While the exact function of HMGB1 protein is not clear at present, it is reported to play important roles in sustained angiogenesis, evasion of apoptosis, growth signal self-sufficiency, insensitivity to antigrowth signals, the inflammatory microenvironment, immortalization, tissue invasion and metastasis in cancer cells (10). In addition, HMGB1 is reported to promote drug resistance in osteosarcoma (21). Previous studies have also shown that endogenous HMGB1 regulates autophagy (22) and that HMGB1-induced autophagy promotes resistance to chemotherapy in leukemia cells (23). Therefore, HMGB1 appears to play important roles in malignant progression, inflammation, organ infiltration and drug resistance in HTLV-I-associated diseases, including ATL. These findings suggest that HMGB1 is a potential biomarker and therapeutic target for ATL.
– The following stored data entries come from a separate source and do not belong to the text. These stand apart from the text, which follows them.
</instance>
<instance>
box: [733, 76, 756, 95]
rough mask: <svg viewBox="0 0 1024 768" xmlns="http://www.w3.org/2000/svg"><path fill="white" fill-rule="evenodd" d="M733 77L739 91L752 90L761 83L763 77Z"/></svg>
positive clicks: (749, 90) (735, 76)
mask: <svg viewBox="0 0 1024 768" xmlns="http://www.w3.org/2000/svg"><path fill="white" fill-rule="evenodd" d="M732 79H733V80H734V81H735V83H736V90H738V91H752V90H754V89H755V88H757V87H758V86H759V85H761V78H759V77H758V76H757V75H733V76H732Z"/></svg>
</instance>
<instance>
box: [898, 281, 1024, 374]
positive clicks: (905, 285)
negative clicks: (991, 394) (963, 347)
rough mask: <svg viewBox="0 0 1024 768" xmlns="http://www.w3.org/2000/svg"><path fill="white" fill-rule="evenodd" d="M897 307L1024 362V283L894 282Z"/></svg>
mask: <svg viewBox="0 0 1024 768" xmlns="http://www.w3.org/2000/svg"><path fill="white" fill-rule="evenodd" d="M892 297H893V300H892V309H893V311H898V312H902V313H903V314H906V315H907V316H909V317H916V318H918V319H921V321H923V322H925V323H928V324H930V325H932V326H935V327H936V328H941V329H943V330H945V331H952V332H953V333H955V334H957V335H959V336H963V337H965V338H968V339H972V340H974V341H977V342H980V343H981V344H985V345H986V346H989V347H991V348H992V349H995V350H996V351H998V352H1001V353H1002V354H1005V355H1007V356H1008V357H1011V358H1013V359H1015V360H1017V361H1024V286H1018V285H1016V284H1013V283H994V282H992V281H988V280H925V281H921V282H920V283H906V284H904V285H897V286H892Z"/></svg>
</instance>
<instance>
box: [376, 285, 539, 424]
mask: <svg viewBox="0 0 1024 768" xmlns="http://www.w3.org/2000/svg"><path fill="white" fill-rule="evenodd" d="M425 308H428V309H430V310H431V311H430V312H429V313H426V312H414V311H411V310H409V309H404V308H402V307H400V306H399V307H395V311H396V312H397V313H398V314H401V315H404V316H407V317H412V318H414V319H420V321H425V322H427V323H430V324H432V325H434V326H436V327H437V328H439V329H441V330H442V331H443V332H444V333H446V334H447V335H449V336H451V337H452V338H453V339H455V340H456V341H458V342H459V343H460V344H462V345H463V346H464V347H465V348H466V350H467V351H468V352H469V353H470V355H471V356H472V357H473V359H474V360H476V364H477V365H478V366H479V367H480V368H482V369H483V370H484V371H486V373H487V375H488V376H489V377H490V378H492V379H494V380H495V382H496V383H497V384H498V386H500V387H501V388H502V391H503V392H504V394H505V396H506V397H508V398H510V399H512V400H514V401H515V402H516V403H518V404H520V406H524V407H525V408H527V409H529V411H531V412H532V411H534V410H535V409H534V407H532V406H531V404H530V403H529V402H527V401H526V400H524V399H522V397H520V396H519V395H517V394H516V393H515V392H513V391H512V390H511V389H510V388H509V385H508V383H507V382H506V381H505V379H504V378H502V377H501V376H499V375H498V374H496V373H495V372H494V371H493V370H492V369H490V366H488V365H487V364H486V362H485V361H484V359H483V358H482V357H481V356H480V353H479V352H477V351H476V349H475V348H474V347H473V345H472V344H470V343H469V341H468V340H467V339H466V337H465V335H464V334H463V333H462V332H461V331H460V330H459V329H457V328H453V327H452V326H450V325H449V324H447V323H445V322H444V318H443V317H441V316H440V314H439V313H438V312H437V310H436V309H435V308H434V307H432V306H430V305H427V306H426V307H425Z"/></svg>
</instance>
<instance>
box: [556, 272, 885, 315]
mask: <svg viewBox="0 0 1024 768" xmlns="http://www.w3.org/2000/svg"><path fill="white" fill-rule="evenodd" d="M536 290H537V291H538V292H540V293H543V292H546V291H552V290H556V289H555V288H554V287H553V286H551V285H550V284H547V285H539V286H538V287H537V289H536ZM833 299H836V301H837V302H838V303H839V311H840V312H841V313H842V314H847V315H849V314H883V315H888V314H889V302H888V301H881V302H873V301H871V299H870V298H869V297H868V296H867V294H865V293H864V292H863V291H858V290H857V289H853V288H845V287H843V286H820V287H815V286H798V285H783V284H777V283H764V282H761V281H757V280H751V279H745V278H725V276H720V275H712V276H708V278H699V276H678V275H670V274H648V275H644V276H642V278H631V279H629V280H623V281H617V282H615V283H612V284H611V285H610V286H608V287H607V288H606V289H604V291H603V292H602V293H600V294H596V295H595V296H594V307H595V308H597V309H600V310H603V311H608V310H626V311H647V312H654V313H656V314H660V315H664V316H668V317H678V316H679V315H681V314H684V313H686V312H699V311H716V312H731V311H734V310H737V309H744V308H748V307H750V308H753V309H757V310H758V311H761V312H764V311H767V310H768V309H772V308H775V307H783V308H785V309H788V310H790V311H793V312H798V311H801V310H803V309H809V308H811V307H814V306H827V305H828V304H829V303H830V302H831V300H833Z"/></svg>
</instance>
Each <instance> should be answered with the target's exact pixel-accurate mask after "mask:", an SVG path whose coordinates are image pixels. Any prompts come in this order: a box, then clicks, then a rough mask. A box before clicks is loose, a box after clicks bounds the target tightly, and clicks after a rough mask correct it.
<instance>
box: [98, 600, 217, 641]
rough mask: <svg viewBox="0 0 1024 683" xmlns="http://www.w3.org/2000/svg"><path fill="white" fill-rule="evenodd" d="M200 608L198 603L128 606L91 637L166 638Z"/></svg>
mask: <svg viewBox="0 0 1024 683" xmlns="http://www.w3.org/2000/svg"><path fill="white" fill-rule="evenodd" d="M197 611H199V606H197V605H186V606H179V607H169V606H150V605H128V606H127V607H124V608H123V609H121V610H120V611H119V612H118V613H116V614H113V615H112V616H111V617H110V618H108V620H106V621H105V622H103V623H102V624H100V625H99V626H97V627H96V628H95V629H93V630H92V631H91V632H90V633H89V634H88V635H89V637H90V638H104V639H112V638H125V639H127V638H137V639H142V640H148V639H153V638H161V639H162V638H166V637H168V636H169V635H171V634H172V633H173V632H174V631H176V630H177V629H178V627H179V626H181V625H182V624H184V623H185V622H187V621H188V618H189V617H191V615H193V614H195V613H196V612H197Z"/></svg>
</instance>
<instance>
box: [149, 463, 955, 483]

In conclusion, the present study demonstrated that there are elevated plasma HMGB1 levels in patients with ATL and an abundant HMGB1 expression in HTLV-I-infected T-cell lines.
Acknowledgements
The authors thank Dr Masataka Nakamura for providing JPX-9 cells, Dr Michiyuki Maeda for providing ED-40515(−) cells and the Fujisaki Cell Center, Hayashibara Biomedical Laboratories (Okayama, Japan) for providing HuT-102, C5/MJ and MT-1 cells. The authors would also like to thank Naha City Hospital (Naha, Japan) for providing plasma samples from patients.